Sebuah meja makan terhampar banyak menu yang hendak dimakan. Tapi, tak satupun yang membuat selera untuk dimakan Aisha. Dia hanya melamun menatap kosong menu-menu lezat yang dimasak oleh ibunya, bahkan ada menu kesukaannya. Aisha tak bergeming dari lamunannya.
"Kau kenapa Aisha?" Tanya ibunya yang baru saja keluar dari dapur membawa sepiring buah semangka yang telah dipotong-potong
"Tak apa, mak" jawab Aisha seadanya yang masih setengah memandang menu makanan dengan tatapan kosong.
"Tak apa maksud kau???mamak liat dari tadi kau melamun saja. Ada apa anakku?" Tanya ibunya yang seraya duduk di seberang meja Aisha duduk.
"Sungguh, aku tak apa mak. Anakmu ini baik-baik saja" sekali lagi Aisha menjawab dengan wajah yang sama tak berubah air mukanya.
"Kau bisa berbohong kepada teman-temanmu. Tapi, aku ini mamak kau. Masih juga kau mau berbohong" ibunya Aisha mulai merasa kecewa atas tindakan Aisha.

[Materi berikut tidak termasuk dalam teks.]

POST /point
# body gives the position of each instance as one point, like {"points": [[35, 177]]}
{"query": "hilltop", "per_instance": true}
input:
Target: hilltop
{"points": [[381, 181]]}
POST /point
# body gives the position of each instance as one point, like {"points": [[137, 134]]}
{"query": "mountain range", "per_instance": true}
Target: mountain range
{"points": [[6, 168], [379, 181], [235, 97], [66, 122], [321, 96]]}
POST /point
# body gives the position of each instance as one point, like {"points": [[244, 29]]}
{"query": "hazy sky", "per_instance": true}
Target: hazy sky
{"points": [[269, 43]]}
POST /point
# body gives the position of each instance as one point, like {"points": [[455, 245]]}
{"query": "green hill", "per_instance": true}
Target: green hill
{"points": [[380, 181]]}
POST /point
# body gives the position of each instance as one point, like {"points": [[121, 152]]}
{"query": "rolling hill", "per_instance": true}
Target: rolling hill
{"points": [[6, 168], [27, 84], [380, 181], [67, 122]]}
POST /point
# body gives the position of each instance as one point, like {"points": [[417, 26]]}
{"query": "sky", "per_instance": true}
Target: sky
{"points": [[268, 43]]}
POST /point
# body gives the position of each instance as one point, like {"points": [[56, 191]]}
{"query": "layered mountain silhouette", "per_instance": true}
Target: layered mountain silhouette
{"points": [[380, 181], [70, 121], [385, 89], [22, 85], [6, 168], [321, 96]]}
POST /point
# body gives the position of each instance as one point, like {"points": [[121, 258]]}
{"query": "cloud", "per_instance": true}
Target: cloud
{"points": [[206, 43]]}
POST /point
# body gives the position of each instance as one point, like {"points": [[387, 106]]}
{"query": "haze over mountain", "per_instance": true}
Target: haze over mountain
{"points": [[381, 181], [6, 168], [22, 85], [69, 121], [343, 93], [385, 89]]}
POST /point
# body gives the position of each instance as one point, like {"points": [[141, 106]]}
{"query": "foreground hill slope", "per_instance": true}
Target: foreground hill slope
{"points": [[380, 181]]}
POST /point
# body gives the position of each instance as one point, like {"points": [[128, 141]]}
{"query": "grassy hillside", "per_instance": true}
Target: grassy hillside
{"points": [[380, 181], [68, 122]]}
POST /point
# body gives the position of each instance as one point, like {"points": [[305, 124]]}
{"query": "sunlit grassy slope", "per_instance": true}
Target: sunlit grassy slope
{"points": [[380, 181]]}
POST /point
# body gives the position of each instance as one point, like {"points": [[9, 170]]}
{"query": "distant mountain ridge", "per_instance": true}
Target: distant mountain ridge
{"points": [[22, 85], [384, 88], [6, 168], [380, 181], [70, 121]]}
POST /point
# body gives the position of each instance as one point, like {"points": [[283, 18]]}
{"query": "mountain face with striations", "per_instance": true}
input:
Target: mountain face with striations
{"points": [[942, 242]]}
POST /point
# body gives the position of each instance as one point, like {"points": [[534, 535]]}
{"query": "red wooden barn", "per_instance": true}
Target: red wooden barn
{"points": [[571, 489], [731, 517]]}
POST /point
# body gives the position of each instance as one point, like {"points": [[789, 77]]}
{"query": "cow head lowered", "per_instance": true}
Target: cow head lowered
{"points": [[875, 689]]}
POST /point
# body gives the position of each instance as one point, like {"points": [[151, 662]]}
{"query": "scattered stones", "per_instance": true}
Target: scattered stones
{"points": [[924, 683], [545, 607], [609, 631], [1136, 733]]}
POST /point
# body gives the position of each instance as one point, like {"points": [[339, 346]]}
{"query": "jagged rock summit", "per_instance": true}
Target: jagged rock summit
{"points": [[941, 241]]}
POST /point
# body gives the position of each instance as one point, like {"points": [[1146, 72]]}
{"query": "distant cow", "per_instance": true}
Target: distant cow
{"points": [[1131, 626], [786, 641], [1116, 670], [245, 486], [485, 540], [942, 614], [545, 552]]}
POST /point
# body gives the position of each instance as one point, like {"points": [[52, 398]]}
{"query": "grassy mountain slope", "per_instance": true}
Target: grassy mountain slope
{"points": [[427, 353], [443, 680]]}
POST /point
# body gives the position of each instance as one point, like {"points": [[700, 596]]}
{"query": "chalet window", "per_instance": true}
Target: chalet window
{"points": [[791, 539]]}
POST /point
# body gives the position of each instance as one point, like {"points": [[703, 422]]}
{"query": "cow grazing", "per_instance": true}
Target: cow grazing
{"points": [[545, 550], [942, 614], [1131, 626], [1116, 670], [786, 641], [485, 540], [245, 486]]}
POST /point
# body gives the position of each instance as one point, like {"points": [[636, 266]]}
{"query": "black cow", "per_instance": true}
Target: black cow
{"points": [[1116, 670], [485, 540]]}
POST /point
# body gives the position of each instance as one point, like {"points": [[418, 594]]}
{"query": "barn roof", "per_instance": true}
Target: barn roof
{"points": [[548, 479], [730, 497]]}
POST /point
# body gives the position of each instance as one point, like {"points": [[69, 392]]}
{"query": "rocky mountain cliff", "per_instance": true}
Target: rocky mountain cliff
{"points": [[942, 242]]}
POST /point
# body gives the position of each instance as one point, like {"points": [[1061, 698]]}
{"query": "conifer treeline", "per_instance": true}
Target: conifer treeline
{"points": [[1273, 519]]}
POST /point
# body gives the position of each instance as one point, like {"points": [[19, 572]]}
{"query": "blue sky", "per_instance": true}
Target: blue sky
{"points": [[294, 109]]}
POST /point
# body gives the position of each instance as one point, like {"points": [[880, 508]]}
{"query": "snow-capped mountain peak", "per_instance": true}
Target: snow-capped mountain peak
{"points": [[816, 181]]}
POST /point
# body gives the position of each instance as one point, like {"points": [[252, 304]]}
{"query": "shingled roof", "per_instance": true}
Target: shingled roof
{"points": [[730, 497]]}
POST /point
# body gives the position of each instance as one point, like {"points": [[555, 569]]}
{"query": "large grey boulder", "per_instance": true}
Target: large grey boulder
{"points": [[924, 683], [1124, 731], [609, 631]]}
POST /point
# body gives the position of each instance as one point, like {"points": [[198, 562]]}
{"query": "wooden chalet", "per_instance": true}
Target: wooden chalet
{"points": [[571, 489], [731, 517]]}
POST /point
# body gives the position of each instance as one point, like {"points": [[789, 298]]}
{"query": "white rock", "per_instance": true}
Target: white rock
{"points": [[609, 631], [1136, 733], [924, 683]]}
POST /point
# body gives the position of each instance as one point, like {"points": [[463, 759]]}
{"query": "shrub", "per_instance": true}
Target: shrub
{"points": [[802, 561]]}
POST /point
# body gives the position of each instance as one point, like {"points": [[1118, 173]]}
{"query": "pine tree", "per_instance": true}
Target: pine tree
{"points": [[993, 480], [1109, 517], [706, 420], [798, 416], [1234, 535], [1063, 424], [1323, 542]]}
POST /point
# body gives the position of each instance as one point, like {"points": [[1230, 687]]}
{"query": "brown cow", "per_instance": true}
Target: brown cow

"Mak, apakah Aisha salah menyukai seseorang?" Akhirnya Aisha memberanikan diri berbicara apa yang mengganjal di hati dan pikirannya.
"Alahmakjang, anakku sedang jatuh hati rupanya" ibunya Aisha tersenyum menatapa anak gadisnya sudah menyukai lawan jenisnya.
"Tidak mak. Hanya menyukai. Belum tentu jatuh hati" jawab Aisha membela diri.
"Awalnya suka, lalu jatuh hati itulah nak prosesnya. Tapi, bolehkah mamak kau ini tahu siapa lelaki itu?" Tanya ibunya Aisha penasaran.
"Dia temanku, mak"
"Iya, tau mamak. Dari temanlah dulu"
"Hehehehe...."
"Seperti apa dia. Rajin sholat. Pintar mengaji?"
"Aku tak tahu mak. Yang aku tahu setiap kali zuhur dia tak pernah kulihat kemesjid. Setiap kali ashar kulihat dia bermain bola sampai magrib. Bahkan isya aku tak pernah melihatnya kemesjid. Bahkan subuh. Cuma hari jum'at saja yang aku lihat dia kemesjid, mak"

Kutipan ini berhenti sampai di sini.